Whether that spread is enough of an incentive for shredder operators to produce the No. 1 shredded grade can be a source of discussion between recyclers, mill buyers and equipment makers.
“We’ve never run a shredder,” Pflaum says of Gamma-Tech as a way of offering a disclaimer about how a scrap recycler approaches this equation. “But it’s a process with a lot of variables—the speed of the shredder, the mill and downstream system setup, picking operations, the feedstock—all of those variables need to be monitored and controlled.”
On the feedstock side, Pflaum states, “The industry myth that making low-copper scrap means completely changing your feedstock is false. We have customers making small changes to feedstock that are more related to keeping out the obvious offenders—things such as vending machines with wiring and tubing or demolition scrap with a lot of rebar or wire or conduit. But that is a small fraction of their overall feedstock.”
Attention is largely focused on downstream systems. As a provider of equipment for such systems, Shuttleworth says Eriez will continue to introduce new products and combinations of products designed to be deployed as a process to further separate nonferrous from ferrous scrap in the post-shredder stream.
As technology evolves, scrap recyclers likely will have a wider array of technological solutions to consider. Also, how many hand pickers to keep on the line and where to put them for maximum effectiveness remains a consideration.
“What we have found is that with accurate, science-based information, shredder operators can make good decisions to make the appropriate material for their market region,” says Pflaum.
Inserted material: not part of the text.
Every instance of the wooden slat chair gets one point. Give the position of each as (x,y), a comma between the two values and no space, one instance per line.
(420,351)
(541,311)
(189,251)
Steel mill buyers will play a role in that decision through their willingness to pay a premium for lower-copper-content ferrous shred or for shred that comes with guaranteed (bulk analyzed) chemistry.
“I think there is a recognition in the marketplace among metallurgists and steelmakers that nobody likes to guess what they’re buying,” says Pflaum. “There is a value in knowing the metallurgical specification to the key raw material in their process, and there does need to be a recognition and an incentive.”